= Orbital Propulsion Centre =

The Orbital Propulsion Centre Lampoldshausen (abbreviated LAM), a Division of ArianeGroup, is the European competence centre for development and production of satellite and orbital propulsion systems (spacecraft propulsion). Founded in 1963 by Ludwig Bölkow as a branch of the Bölkow-Entwicklungs-KG, the centre is situated within the German Aerospace Center (DLR) site at Lampoldshausen, Germany.

== Notable milestones ==

In 1969 the development, qualification and test of bi-propellant propulsion systems for satellite orbit and attitude control system was started, with first application on the French and German Symphonie (satellite), which was successfully launched from the Kennedy Space Center on December 19, 1974.

2001 the RIT-10 gridded Ion thruster fully recovers the Artemis (satellite) mission from a total loss.

With the maiden flight of the Automated Transfer Vehicle - Jules Verne, launched 9 March 2008, the LAM site demonstrated its orbital propulsion competences within man-rated spacecraft as main sub-contractor for the Propulsion Re-boost SubSystem Assemblies.
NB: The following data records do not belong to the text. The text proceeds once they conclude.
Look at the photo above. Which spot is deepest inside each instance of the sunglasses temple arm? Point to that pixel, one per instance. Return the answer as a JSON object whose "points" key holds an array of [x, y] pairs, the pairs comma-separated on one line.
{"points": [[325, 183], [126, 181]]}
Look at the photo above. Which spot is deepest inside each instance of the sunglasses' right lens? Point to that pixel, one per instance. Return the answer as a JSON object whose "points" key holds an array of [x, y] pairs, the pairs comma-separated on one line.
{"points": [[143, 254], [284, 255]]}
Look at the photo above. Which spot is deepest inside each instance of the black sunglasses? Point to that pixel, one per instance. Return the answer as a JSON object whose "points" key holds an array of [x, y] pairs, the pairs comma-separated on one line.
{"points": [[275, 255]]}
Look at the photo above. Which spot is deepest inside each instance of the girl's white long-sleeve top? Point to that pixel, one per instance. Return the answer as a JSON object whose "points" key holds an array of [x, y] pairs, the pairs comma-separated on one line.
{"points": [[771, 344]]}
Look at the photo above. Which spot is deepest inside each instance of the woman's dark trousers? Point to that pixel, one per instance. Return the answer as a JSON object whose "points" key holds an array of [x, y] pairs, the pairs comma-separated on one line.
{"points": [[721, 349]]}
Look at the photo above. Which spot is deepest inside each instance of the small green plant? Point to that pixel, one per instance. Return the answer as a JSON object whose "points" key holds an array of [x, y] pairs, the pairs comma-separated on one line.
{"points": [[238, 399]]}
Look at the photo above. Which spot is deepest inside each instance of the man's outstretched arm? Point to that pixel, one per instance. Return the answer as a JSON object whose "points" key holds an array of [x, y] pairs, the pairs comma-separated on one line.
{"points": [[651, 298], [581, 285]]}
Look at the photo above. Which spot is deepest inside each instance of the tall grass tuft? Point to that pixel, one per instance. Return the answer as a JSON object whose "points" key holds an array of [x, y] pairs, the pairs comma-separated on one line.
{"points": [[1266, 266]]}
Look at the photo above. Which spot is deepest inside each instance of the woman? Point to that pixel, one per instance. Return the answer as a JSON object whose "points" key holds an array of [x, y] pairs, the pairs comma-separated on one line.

== Orbital propulsion solutions ==

From orbital propulsion to high-performance propulsion systems and equipment, the Lampoldshausen site covers the full range of requirements for satellites and spacecraft. The Orbital Propulsion Centre supplies chemical and electrical orbital propulsion solutions to all European prime contractors (Airbus, OHB and TAS) and other customers worldwide. Its ability to meet all orbital propulsion requirements is unique.